Don't get me wrong: I'm not suggesting that Bush hears voices in his head (other than the Almighty's), wears aluminum foil hats to keep out the alien rays, or shuffles about the White House mumbling to himself (as far as I know). What I am saying is that Dubya is so deranged characterologically -- what psychiatrists call a personality disorder -- that he is unable to distinguish between reality and his own fantasies, which is a dangerous state of affairs for the leader of the free world.

One of my favorite post-World War II novels was Herman Wouk's The Caine Mutiny, later made into a successful motion picture starring Humphrey Bogart, and then a stage play, in which a decorated Navy ship's captain named Queeg displays increasingly bizarre behavior under stress. Queeg finally comes completely unglued as his destroyer, the USS Caine, threatens to founder in a Pacific typhoon, prompting his first mate to illegally take command. During the court-martial for mutiny, the defense attorney systematically proves that Queeg repeatedly gave commands that reflected his own distorted assessment of the situation rather than the reality of it...but the final blow comes when a Navy psychiatrist who has interviewed Queeg is called to the stand. The good doctor is repeatedly pressured by the defense attorney to put a name to his diagnosis of Queeg's disorder, while insisting that Captain Queeg is "well-compensated." Finally, the tribunal orders the doctor to answer, and he blurts out that Queeg is suffering from a "paranoid personality disorder...but well-compensated." The trial is essentially over at that point; Queeg has been labeled, he's damaged goods. Queeg himself then takes the stand, where he proceeds under cross-examination by the defense to have a complete meltdown. Point, game, and match; the now-pathetic Queeg shambles off the stand, a ruined man.
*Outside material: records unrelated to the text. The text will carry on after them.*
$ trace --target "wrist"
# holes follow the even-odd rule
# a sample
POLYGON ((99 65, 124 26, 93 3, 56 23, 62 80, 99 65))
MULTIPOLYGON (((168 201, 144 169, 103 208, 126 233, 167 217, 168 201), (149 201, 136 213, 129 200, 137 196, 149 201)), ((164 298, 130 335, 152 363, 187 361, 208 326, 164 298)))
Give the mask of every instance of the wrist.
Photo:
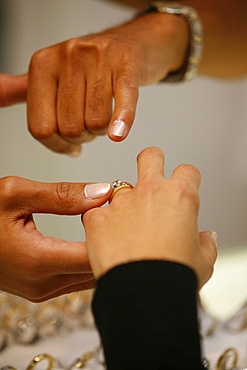
MULTIPOLYGON (((194 8, 172 2, 151 2, 141 14, 160 13, 183 18, 189 28, 189 46, 184 63, 180 69, 172 70, 163 79, 164 82, 179 82, 193 79, 202 58, 203 27, 200 17, 194 8)), ((174 45, 171 47, 171 53, 174 45)), ((181 55, 181 54, 180 54, 181 55)))

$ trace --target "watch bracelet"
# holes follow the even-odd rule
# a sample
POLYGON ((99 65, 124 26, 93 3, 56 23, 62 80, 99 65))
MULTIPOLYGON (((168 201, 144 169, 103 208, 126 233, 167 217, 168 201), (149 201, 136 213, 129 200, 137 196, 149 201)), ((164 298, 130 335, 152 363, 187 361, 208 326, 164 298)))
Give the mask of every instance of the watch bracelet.
POLYGON ((179 5, 177 2, 151 2, 146 9, 139 13, 139 16, 157 12, 183 16, 190 29, 190 45, 185 63, 179 70, 168 73, 160 82, 190 81, 197 75, 203 52, 203 26, 199 15, 194 8, 179 5))

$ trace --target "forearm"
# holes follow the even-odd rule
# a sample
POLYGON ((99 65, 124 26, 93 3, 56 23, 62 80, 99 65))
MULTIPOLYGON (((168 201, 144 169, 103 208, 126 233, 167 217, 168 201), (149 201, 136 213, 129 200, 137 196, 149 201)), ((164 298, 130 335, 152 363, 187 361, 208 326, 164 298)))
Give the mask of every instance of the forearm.
MULTIPOLYGON (((136 9, 149 3, 146 0, 115 2, 136 9)), ((179 4, 195 8, 203 23, 204 51, 199 75, 218 78, 247 75, 247 1, 180 0, 179 4)))

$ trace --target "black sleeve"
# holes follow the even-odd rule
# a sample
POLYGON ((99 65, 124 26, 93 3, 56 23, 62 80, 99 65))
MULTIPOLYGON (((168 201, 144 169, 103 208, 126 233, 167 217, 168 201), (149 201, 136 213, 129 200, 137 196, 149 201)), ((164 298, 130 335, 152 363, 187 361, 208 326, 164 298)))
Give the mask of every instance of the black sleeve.
POLYGON ((197 279, 184 266, 138 261, 97 283, 93 313, 108 370, 201 370, 197 279))

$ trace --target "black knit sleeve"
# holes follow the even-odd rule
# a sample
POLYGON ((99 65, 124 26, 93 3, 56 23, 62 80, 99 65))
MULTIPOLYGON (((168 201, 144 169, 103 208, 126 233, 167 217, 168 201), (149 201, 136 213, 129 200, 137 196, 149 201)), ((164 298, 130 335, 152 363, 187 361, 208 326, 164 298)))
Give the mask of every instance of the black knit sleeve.
POLYGON ((197 279, 184 266, 138 261, 97 283, 93 313, 108 370, 201 370, 197 279))

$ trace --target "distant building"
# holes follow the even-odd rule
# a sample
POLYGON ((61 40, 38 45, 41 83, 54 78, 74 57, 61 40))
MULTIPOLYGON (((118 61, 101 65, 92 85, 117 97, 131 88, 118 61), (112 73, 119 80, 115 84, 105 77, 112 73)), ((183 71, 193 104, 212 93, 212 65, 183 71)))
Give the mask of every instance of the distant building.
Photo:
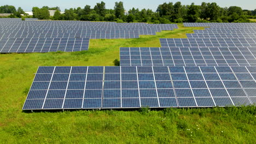
POLYGON ((27 14, 28 15, 33 15, 33 12, 32 11, 25 11, 26 14, 27 14))
MULTIPOLYGON (((56 10, 49 10, 49 13, 50 13, 50 16, 54 16, 54 13, 55 13, 56 10)), ((65 12, 60 12, 61 14, 64 14, 65 12)), ((25 11, 25 13, 27 13, 28 14, 28 15, 33 15, 33 12, 32 11, 25 11)))
POLYGON ((49 13, 50 13, 50 16, 54 16, 54 13, 55 13, 56 10, 49 10, 49 13))
POLYGON ((8 16, 12 14, 0 14, 0 16, 8 16))

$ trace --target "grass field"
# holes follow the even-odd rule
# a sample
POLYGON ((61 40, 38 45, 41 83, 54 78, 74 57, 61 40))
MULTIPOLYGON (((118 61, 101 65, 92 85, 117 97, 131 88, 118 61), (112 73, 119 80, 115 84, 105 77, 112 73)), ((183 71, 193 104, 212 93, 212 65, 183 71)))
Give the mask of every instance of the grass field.
POLYGON ((160 38, 203 29, 179 27, 138 39, 91 40, 88 51, 0 55, 0 143, 255 143, 254 106, 22 112, 38 66, 113 65, 120 47, 159 47, 160 38))
POLYGON ((253 22, 256 22, 256 19, 249 19, 250 21, 253 21, 253 22))

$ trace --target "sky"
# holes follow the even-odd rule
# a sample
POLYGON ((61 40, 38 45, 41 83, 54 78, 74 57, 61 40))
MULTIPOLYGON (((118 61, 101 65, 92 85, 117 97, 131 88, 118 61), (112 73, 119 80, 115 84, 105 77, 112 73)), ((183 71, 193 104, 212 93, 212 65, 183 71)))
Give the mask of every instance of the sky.
MULTIPOLYGON (((91 8, 94 8, 96 3, 103 1, 106 3, 107 9, 113 9, 115 2, 120 1, 120 0, 1 0, 0 5, 11 5, 18 8, 21 7, 25 11, 30 11, 33 7, 42 7, 46 5, 49 7, 59 7, 61 11, 64 11, 65 9, 71 8, 81 7, 84 8, 85 5, 91 5, 91 8)), ((255 0, 183 0, 183 1, 163 1, 163 0, 123 0, 124 7, 125 10, 135 7, 142 9, 143 8, 150 9, 153 11, 156 11, 159 4, 165 2, 172 2, 173 3, 180 1, 182 4, 190 5, 194 2, 196 5, 201 5, 202 2, 216 2, 221 7, 229 7, 230 6, 238 6, 243 9, 254 10, 256 9, 255 0)))

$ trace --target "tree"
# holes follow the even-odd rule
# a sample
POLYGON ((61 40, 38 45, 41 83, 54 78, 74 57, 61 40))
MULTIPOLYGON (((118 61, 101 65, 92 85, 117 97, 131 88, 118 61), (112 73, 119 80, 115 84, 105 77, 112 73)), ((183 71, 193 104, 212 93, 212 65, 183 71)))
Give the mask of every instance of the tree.
POLYGON ((55 11, 55 13, 54 13, 54 15, 53 16, 53 19, 55 20, 61 20, 61 14, 60 13, 60 11, 59 11, 59 10, 57 10, 55 11))
POLYGON ((39 9, 38 7, 33 7, 33 17, 39 20, 46 20, 50 19, 50 13, 45 7, 39 9))
POLYGON ((89 5, 85 5, 85 7, 84 7, 84 11, 85 15, 89 15, 91 12, 91 6, 89 5))
POLYGON ((216 21, 219 17, 219 7, 216 3, 212 3, 208 6, 209 18, 211 21, 216 21))
POLYGON ((237 14, 238 15, 243 14, 243 10, 241 8, 236 6, 231 6, 228 9, 228 15, 231 15, 234 14, 237 14))
POLYGON ((73 20, 74 19, 74 12, 73 9, 66 9, 64 19, 65 20, 73 20))
POLYGON ((129 14, 127 16, 127 22, 132 22, 134 21, 134 20, 135 19, 135 16, 133 14, 129 14))
POLYGON ((39 20, 47 20, 50 19, 50 13, 48 10, 45 8, 41 8, 39 11, 39 15, 38 16, 39 20))
POLYGON ((40 13, 40 9, 38 7, 33 7, 32 12, 33 12, 33 17, 38 18, 39 16, 39 13, 40 13))
POLYGON ((160 16, 171 16, 174 14, 173 3, 164 3, 158 6, 156 11, 159 13, 160 16))
POLYGON ((178 19, 182 17, 182 5, 181 2, 176 2, 173 5, 174 16, 173 19, 178 19))
POLYGON ((114 21, 115 19, 115 15, 110 14, 106 14, 104 17, 104 20, 107 21, 114 21))
POLYGON ((198 19, 199 7, 193 3, 188 7, 188 21, 190 22, 195 22, 198 19))
POLYGON ((104 16, 106 14, 105 3, 101 2, 100 3, 97 3, 94 7, 94 10, 96 13, 101 16, 104 16))
POLYGON ((124 8, 123 2, 115 2, 114 7, 115 17, 120 19, 124 16, 124 8))
POLYGON ((16 11, 15 7, 13 5, 5 5, 0 7, 0 13, 14 14, 16 11))
POLYGON ((17 9, 17 12, 21 14, 25 14, 25 12, 21 7, 19 7, 17 9))

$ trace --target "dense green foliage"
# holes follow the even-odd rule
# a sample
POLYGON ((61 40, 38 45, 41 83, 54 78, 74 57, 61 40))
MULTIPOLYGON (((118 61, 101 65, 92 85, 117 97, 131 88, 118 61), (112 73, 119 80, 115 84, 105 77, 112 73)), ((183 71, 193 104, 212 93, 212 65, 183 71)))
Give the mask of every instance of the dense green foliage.
POLYGON ((43 7, 39 8, 38 7, 33 7, 33 17, 38 18, 38 19, 44 20, 49 19, 50 18, 50 13, 48 9, 43 7))
MULTIPOLYGON (((248 19, 256 19, 256 9, 242 10, 241 8, 231 6, 221 8, 216 3, 202 2, 201 5, 182 5, 177 2, 164 3, 158 6, 155 12, 150 9, 132 8, 125 13, 123 2, 115 3, 113 9, 106 8, 103 2, 97 3, 93 8, 86 5, 80 7, 65 9, 65 13, 60 14, 59 7, 42 8, 33 7, 33 17, 39 19, 54 20, 81 20, 94 21, 120 21, 132 22, 143 22, 154 23, 182 23, 184 22, 247 22, 248 19), (50 17, 46 10, 57 10, 55 16, 50 17)), ((19 8, 16 10, 14 6, 5 5, 0 7, 0 13, 12 13, 11 17, 21 17, 23 10, 19 8)))
POLYGON ((138 39, 93 39, 81 52, 0 55, 0 143, 255 143, 255 106, 21 110, 38 66, 113 66, 120 47, 159 47, 159 38, 184 38, 193 29, 203 28, 179 24, 179 29, 138 39))

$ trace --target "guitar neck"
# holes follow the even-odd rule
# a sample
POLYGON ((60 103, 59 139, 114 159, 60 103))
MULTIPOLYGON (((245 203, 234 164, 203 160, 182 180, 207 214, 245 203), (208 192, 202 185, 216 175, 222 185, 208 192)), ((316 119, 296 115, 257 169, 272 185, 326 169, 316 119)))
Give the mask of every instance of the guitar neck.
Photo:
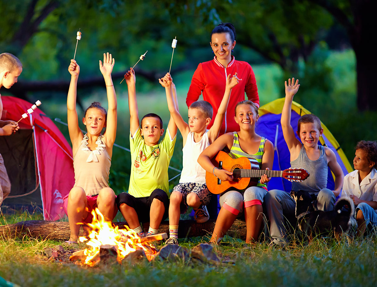
POLYGON ((241 169, 240 177, 260 177, 264 174, 267 174, 269 177, 282 177, 283 171, 266 170, 263 169, 241 169))

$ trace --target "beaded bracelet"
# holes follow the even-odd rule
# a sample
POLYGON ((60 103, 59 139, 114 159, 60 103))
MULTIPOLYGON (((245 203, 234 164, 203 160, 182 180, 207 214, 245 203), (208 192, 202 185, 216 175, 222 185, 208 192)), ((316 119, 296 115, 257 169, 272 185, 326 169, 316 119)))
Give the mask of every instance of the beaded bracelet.
POLYGON ((213 171, 212 171, 212 173, 213 173, 213 175, 214 175, 214 176, 215 176, 215 168, 217 168, 217 169, 218 169, 218 168, 217 168, 217 167, 216 167, 216 166, 215 166, 215 167, 214 168, 213 168, 213 171))

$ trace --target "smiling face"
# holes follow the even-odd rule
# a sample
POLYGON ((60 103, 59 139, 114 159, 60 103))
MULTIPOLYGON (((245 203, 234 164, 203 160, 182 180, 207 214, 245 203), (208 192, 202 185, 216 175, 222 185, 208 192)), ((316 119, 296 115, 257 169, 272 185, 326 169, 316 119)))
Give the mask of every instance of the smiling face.
POLYGON ((200 132, 207 128, 211 122, 211 118, 206 118, 201 110, 195 108, 188 108, 188 123, 190 131, 193 133, 200 132))
POLYGON ((99 135, 106 126, 106 115, 103 111, 97 108, 90 108, 86 111, 83 123, 86 126, 88 133, 99 135))
POLYGON ((237 106, 234 120, 241 130, 254 128, 259 118, 259 115, 251 105, 245 104, 237 106))
POLYGON ((236 41, 232 41, 228 33, 216 33, 212 34, 210 43, 217 60, 231 59, 232 49, 236 46, 236 41))
POLYGON ((314 148, 318 144, 319 137, 323 133, 323 129, 319 130, 314 123, 302 123, 300 125, 300 131, 296 132, 305 147, 314 148))
POLYGON ((2 82, 3 86, 9 89, 17 82, 18 76, 22 72, 22 67, 19 67, 13 69, 12 72, 4 71, 2 75, 2 82))
POLYGON ((374 165, 374 162, 370 162, 368 160, 365 151, 360 149, 356 150, 355 152, 353 164, 355 169, 366 172, 370 171, 374 165))
POLYGON ((161 127, 159 119, 147 117, 141 122, 141 134, 144 137, 144 142, 147 145, 153 147, 158 144, 160 137, 164 134, 164 129, 161 127))

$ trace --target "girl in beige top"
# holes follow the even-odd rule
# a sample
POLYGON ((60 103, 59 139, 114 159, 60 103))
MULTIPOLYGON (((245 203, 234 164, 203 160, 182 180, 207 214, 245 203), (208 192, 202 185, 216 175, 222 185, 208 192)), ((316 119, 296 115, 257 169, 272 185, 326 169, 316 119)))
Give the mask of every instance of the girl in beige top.
POLYGON ((107 91, 109 108, 99 103, 92 104, 85 111, 83 122, 87 133, 83 134, 78 126, 76 109, 76 90, 80 67, 71 60, 68 71, 71 81, 67 99, 69 137, 72 142, 75 185, 64 199, 68 217, 70 237, 68 243, 77 242, 80 225, 89 221, 90 212, 98 208, 105 218, 111 221, 118 211, 115 195, 109 187, 109 174, 111 163, 113 145, 116 132, 116 97, 111 78, 115 63, 111 54, 103 54, 103 64, 100 60, 100 70, 103 75, 107 91), (103 134, 102 129, 106 127, 103 134))

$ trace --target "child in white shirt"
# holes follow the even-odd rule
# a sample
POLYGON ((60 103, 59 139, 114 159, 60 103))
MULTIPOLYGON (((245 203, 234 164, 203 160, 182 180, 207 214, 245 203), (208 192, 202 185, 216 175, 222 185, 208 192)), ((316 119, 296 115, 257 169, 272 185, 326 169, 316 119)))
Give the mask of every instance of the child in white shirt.
POLYGON ((360 236, 368 224, 377 226, 377 143, 361 140, 355 148, 356 170, 344 177, 343 191, 357 206, 358 236, 360 236))

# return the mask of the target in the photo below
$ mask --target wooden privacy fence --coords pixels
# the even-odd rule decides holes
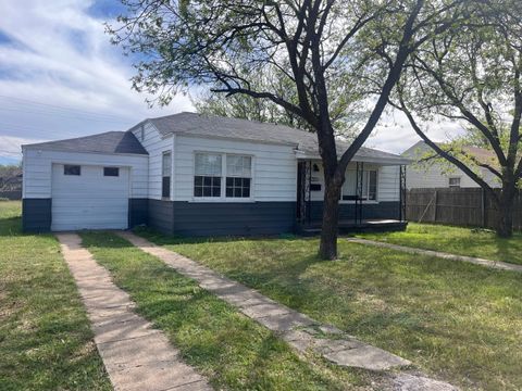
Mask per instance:
[[[410,222],[495,228],[498,211],[481,188],[410,189],[406,199]],[[522,193],[515,197],[513,229],[522,229]]]

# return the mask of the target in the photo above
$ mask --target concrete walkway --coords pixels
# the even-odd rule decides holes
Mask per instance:
[[[133,312],[135,304],[82,248],[75,234],[57,235],[95,331],[95,342],[115,390],[211,390],[184,364],[167,338]]]
[[[132,232],[117,234],[142,251],[159,257],[182,275],[195,279],[201,288],[276,332],[298,351],[304,352],[310,349],[335,364],[371,370],[410,365],[405,358],[358,341],[333,326],[321,325],[192,260],[158,247]]]
[[[510,264],[507,262],[499,262],[499,261],[497,262],[497,261],[489,261],[489,260],[484,260],[484,258],[478,258],[473,256],[456,255],[456,254],[450,254],[450,253],[445,253],[439,251],[424,250],[424,249],[418,249],[418,248],[410,248],[406,245],[380,242],[376,240],[368,240],[368,239],[360,239],[360,238],[347,238],[347,240],[352,243],[375,245],[375,247],[381,247],[381,248],[386,248],[391,250],[403,251],[411,254],[437,256],[445,260],[468,262],[468,263],[486,266],[490,268],[522,273],[522,265]]]
[[[162,260],[179,274],[192,278],[199,286],[237,307],[288,342],[299,352],[312,351],[334,364],[384,373],[385,383],[380,390],[394,391],[458,391],[445,381],[407,368],[411,363],[382,349],[369,345],[346,335],[334,326],[323,325],[310,317],[282,305],[258,291],[219,275],[197,262],[173,251],[156,245],[128,231],[119,236]],[[399,369],[399,370],[397,370]]]

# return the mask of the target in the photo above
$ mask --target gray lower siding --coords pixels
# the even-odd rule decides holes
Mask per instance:
[[[24,232],[48,232],[52,220],[51,199],[22,200],[22,229]]]
[[[149,226],[190,237],[293,232],[295,202],[183,202],[149,200]]]
[[[128,199],[128,228],[147,224],[149,219],[149,199]]]
[[[398,219],[400,212],[399,201],[385,201],[372,204],[362,204],[362,218],[386,218]],[[312,201],[311,205],[311,219],[321,220],[323,217],[323,202]],[[339,219],[355,219],[356,218],[356,205],[355,204],[339,204]]]
[[[149,199],[148,226],[163,234],[174,234],[174,202]]]

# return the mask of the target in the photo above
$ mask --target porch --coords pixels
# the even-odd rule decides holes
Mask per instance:
[[[323,194],[320,161],[299,161],[296,211],[299,234],[321,232]],[[407,225],[403,162],[352,162],[339,199],[339,232],[403,230]]]

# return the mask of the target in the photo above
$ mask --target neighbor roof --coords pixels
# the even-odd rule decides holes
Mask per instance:
[[[146,121],[151,122],[162,136],[183,134],[199,137],[273,142],[295,146],[299,152],[302,152],[307,156],[319,156],[316,135],[286,125],[188,112],[158,118],[148,118]],[[133,127],[133,129],[142,123],[144,122],[139,123]],[[338,154],[340,155],[348,147],[349,143],[347,142],[337,142]],[[396,161],[398,164],[409,162],[409,160],[403,156],[371,148],[361,148],[356,154],[356,160],[358,159]]]
[[[444,142],[437,142],[436,144],[440,148],[448,147],[448,144]],[[495,152],[493,151],[486,150],[484,148],[471,147],[471,146],[463,146],[461,149],[464,153],[473,156],[477,162],[490,164],[490,165],[498,165],[498,159]],[[410,156],[412,159],[419,159],[419,157],[422,157],[420,155],[420,152],[427,152],[427,151],[433,151],[433,150],[428,144],[426,144],[424,141],[421,140],[414,143],[413,146],[411,146],[410,148],[408,148],[405,152],[402,152],[402,155]]]
[[[26,144],[23,147],[63,152],[148,154],[130,131],[107,131],[99,135]]]

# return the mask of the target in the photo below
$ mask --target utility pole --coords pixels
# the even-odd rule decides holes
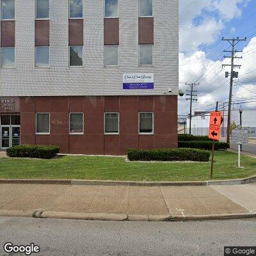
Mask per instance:
[[[188,84],[186,83],[186,85],[189,85],[191,87],[191,90],[187,90],[187,94],[186,95],[186,100],[190,100],[190,114],[189,114],[189,134],[191,134],[191,120],[192,120],[192,102],[195,100],[197,101],[197,90],[193,90],[194,86],[196,85],[199,85],[199,84],[191,83]]]
[[[234,65],[234,59],[241,59],[242,57],[237,57],[235,56],[237,52],[242,52],[242,51],[236,51],[235,50],[235,46],[241,41],[246,41],[246,38],[243,39],[240,39],[239,37],[237,38],[232,38],[232,39],[225,39],[223,37],[222,38],[222,41],[228,41],[228,43],[232,46],[232,51],[224,51],[224,52],[230,52],[231,56],[224,56],[225,58],[231,58],[231,64],[223,64],[222,68],[226,66],[230,66],[231,67],[231,72],[229,74],[228,72],[226,72],[226,77],[228,77],[228,76],[230,76],[230,85],[229,88],[229,100],[228,100],[228,122],[227,122],[227,143],[229,143],[230,141],[230,121],[231,121],[231,103],[232,103],[232,90],[233,90],[233,78],[238,77],[238,72],[234,72],[234,68],[241,68],[241,65]]]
Bush is not exactly paranoid, but he is narcissistic to an astonishing degree, continually and greatly over-estimating his own capabilities, and dismissing any and all evidence that clearly demonstrates his staggering incompetence. His fantasy, of course, was that he would create a "free Iraq" that would be a Western-friendly state in the middle of the Middle East...one that just happened to sit on the second-largest oil reserve in the world, which he and his oil buddies would then control. Reality would seem to have doomed this rosy view, but Bush won't or can't see that. And we are all the worse off for it.